Elvis Presley is about the leave the building, again. But it isn’t his fault that the Cirque du Soleil Show tribute show Viva ELVIS has just been more or less evicted from the Aria Resort in Las Vegas where it has been playing for almost two years (about 900 performances).
For the details of what’s going on, check out the Las Vegas Sun. Or the Las Vegas Review-Journal. They report that MGM Resorts, which owns the Aria, has asked the Cirque du Soleil to replace its Viva ELVIS show by the end of 2012. Ticket sales were not living up to expectations. The show had been scheduled for a revamp early in the new year. But now plans are underway to move its acrobats to other Cirque shows around the globe.
The question is why weren’t people buying tickets to Viva ELVIS? Was the show that bad? Nope. I’ve seen it twice. And I’d gladly see it again. (I can’t say the same for Criss Angel’s BELIEVE or Zumanity, two other Cirque shows in Vegas.)
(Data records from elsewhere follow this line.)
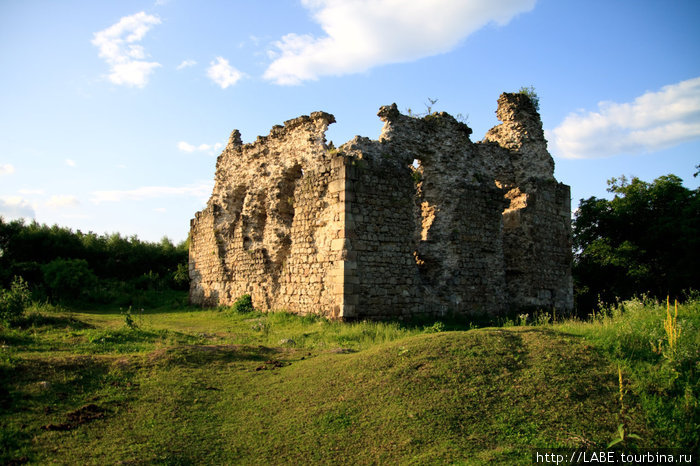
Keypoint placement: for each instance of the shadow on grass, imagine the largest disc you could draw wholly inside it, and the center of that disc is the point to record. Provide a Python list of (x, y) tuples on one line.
[(198, 355), (37, 319)]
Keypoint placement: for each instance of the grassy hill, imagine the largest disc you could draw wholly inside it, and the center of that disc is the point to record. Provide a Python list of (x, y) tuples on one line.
[(185, 386)]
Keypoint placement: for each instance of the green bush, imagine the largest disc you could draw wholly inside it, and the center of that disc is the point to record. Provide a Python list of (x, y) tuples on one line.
[(243, 305), (67, 278), (14, 301), (181, 277)]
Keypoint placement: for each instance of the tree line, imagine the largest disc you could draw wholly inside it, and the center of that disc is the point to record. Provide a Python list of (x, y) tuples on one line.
[(62, 265), (643, 241)]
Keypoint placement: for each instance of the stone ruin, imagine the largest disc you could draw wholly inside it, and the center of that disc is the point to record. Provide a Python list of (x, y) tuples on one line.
[(421, 221)]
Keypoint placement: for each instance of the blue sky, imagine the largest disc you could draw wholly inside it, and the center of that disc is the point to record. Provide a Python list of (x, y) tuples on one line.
[(112, 113)]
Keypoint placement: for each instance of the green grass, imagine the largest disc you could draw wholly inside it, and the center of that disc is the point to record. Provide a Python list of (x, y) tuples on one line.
[(192, 386)]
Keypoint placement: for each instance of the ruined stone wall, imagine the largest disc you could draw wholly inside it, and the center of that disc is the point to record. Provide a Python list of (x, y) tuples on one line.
[(422, 220), (268, 228)]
I wasn’t crazy about the dance-heavy Viva ELVIS concept. As an Elvis fan, I wanted more of his presence, more of his hit songs. As a Cirque fan I wanted more stunning acrobatics. But, from the beginning, the biggest problem I saw with Viva ELVIS (besides the director, who was just the wrong person for the job) was the resort itself.
What the hell was Viva ELVIS doing at the soulless entity that is City Centre, a sanitized mini-city for rich urbanites that came into existence just in time for the crash of 2008? If an Elvis tribute show had been mounted in the Vegas Hilton where Elvis famously performed, it might have been a hit. Or in any Vegas resort that has a bit of the Old Las Vegas feel. Judging from the cut-rate deals the nouveau riche Aria at City Centre been offering recently, I’m guessing it’s feeling a little desperate for customers. But let’s not blame it on Elvis. Or his show.
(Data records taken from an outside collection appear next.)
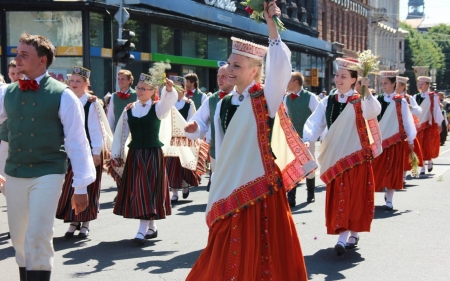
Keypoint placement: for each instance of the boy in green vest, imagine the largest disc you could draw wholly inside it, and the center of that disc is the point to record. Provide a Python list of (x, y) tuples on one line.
[(45, 125), (193, 91), (119, 100), (203, 120), (300, 104)]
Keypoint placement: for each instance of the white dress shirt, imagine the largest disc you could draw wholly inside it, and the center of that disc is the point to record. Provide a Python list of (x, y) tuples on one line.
[(76, 145), (110, 114), (95, 130), (408, 121), (437, 114), (162, 108), (278, 74), (317, 122), (313, 101)]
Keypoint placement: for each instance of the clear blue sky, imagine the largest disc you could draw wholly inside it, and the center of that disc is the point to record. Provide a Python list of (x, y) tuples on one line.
[(437, 10)]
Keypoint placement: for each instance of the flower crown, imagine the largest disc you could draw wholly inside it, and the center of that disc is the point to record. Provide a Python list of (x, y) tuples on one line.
[(86, 73), (248, 49)]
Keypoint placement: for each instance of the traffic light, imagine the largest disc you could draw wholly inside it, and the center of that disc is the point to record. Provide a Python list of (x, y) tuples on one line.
[(122, 48)]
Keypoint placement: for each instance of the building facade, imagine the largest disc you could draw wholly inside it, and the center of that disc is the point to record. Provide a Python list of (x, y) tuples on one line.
[(194, 35)]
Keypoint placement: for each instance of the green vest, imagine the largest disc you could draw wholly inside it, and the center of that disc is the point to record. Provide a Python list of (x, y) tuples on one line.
[(197, 98), (145, 130), (299, 110), (4, 131), (120, 104), (213, 101), (36, 135)]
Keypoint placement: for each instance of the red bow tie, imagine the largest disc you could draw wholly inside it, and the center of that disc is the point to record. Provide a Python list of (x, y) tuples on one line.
[(26, 85), (123, 95), (222, 95), (293, 96)]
When I was in Las Vegas to cover the opening of Viva ELVIS I can remember standing in the Elvis-themed gift shop at the Aria listening to his piped in voice singing the lyrics “We’re caught in a trap, I can’t get out”, from his song Suspicious Minds and finding it terribly poignant. The place just felt so wrong for him, and his show. It felt like a silver cage.
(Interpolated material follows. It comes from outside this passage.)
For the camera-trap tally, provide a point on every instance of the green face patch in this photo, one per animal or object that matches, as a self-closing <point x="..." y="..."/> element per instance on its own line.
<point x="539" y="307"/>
The Viva ELVIS debacle to be a serious setback for the Cirque du Soleil, which is also closing ZED in Japan at the end of this year. The Cirque has opened seven shows in Las Vegas since its Mystere debuted in 1993. Up until now, none of them have closed. I find it shocking that Viva ELVIS will be the first one to go. What a missed opportunity for all concerned.
Prediction: If the premature closing of Viva ELVIS does come to pass at the end of 2012 as indicated this week, someone else will inevitably get on the case and come up with another Elvis tribute show in Las Vegas.
Meanwhile, another Cirque tribute, the arena show, Michael Jackson THE IMMORTAL Show, is on its way to Vegas for a four-week run at Mandalay Bay Resort. That will mean eight Cirques in Vegas, all at once.
Flirting with saturation point, I’d say.